An Oligonucleotide Inhibits Oligomerization of a Rolling Circle Initiator Protein at the pT181 Origin of Replication

From the Department of Molecular Genetics and Biochemistry, University of Pittsburgh School of Medicine, Pittsburgh, Pennsylvania 15261

A large number of plasmids have been shown to replicate by a rolling circle (RC) mechanism. The initiators encoded by these plasmids have origin-specific, nicking-closing activity that is required for the initiation and termination of RC replication. Since the initiators of many RC plasmids are rate-limiting for replication, these proteins are usually inactivated after supporting one round of replication. In the case of the pT181 plasmid, inactivation of the initiator RepC protein occurs by the attachment of an oligonucleotide to its active tyrosine residue. We have generated the inactivated form of RepC, termed RepC*, in vitro and investigated the effects of attachment of the oligonucleotide on its various biochemical activities. Our results demonstrate that while RepC* is inactive in nicking-closing and replication activities due to the blockage of its active tyrosine residue, it is competent in origin DNA binding and DNA religation activities. We have investigated the oligomeric state of RepC and RepC* and found that RepC exists as a dimer in solution and can oligomerize on the DNA. We have generated heterodimers in vitro between the wild-type and epitope-tagged RepC proteins.

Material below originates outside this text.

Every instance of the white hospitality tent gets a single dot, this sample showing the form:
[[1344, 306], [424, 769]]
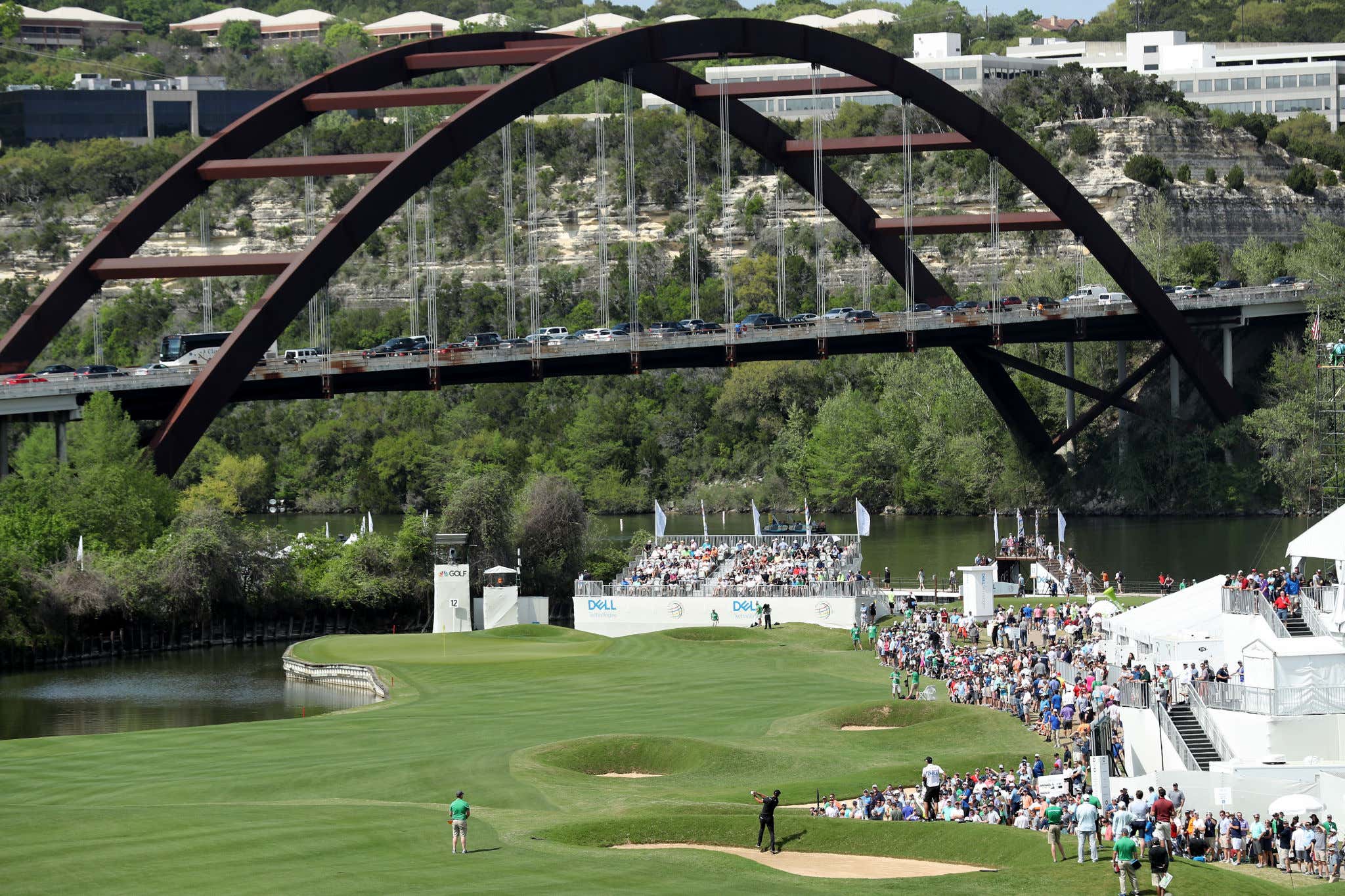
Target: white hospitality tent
[[1325, 540]]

In electrophoretic mobility shift experiments, the initiator heterodimers generated a novel DNA-protein complex, demonstrating that it binds to DNA as a dimer. We have shown that a DNA binding mutant of RepC can be targeted to the origin in the presence of the wild-type protein primarily through a protein-protein interaction. Interestingly, RepC* is defective in its ability to oligomerize on the DNA. RepC* inhibited the DNA binding and replication activity of wild-type RepC to only a very limited extent, suggesting that it may play only a minor regulatory role in replication in vivo. Based on these and earlier results, we propose a model for the role of RepC during the initiation and termination of pT181 RC replication.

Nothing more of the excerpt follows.